In den frühen Tagen des Unabhängigkeitskrieges 1948 hatte Israel Schwierigkeiten, Unterstützung von anderen Ländern zu erhalten. Nur wenige waren bereit, dem jungen jüdischen Staat bei der Beschaffung der richtigen Ausrüstung für seine Verteidigung zu helfen. Es galt ein internationales Waffenembargo, und das einzige Land, das bereit war, Israel Waffen zu verkaufen, war die finanziell angeschlagene Tschechoslowakei, die auch die Ausbildung israelischer Piloten und anderer Spezialisten anbot.

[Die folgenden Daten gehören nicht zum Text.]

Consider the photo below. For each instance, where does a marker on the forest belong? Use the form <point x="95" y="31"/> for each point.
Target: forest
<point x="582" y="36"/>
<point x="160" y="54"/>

Viele israelische Agenten, darunter Naftali Lau-Lavie (1926–2014), der Bruder des späteren israelischen Oberrabbiners Israel Meir Lau (der damals noch ein Kind war), wurden in die Tschechoslowakei geschickt, um dort ausgebildet zu werden und Ausrüstung für die Verteidigung des neu gegründeten jüdischen Staates zu besorgen.
In seiner Autobiografie Balaamʼs Prophecy erinnert sich Lau-Lavie daran, wie »unsere Männer die Uniformen der tschechischen Luftwaffe trugen«. Sie mussten sich verkleiden, um der Entdeckung durch Spione zu entgehen, was zum Scheitern ihrer Mission geführt hätte.

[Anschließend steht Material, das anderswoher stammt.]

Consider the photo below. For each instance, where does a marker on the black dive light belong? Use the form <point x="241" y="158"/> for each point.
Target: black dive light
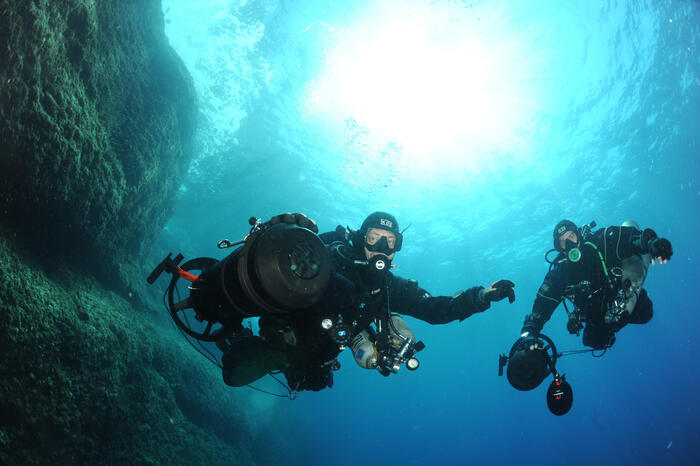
<point x="529" y="362"/>
<point x="277" y="269"/>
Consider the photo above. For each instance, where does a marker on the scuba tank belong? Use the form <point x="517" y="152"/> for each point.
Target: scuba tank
<point x="631" y="276"/>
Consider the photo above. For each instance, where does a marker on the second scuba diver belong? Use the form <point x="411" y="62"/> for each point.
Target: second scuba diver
<point x="601" y="272"/>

In unserem Wochenabschnitt verkleidet sich Jakow, von seiner Mutter Riwka unterstützt, als sein Bruder Esaw, damit er von seinem Vater den Segen erhält, der die Zukunft des jüdischen Volkes bestimmen wird.

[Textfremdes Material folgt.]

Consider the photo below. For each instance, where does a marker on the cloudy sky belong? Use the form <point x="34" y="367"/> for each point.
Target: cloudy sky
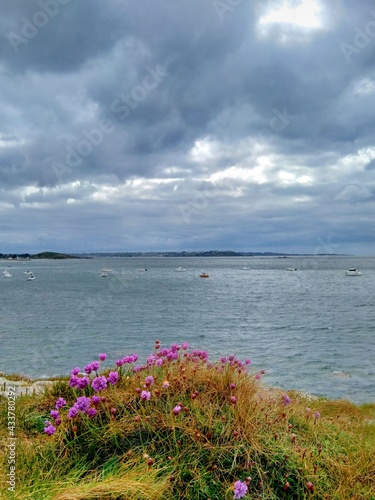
<point x="187" y="125"/>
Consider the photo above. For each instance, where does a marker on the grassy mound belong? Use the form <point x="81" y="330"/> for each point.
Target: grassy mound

Wie kann es sein, dass Riwka Jakow davon überzeugte, auf diese Weise zu handeln, um von Jizchak den Segen zu erhalten, der eigentlich seinem Bruder Esaw zustand?
Esaw verkaufte sein Erstgeburtsrecht für eine Schüssel Linsen – er hatte Hunger.
Riwka hatte sehr gute Argumente, und sie hatte das Gefühl, dass Jizchak einen Fehler gemacht hatte, als er den Segen Esaw und nicht Jakow geben wollte. Sie hatte direkt von Gʼtt gehört, dass »der Ältere dem Jüngeren dienen sollte«.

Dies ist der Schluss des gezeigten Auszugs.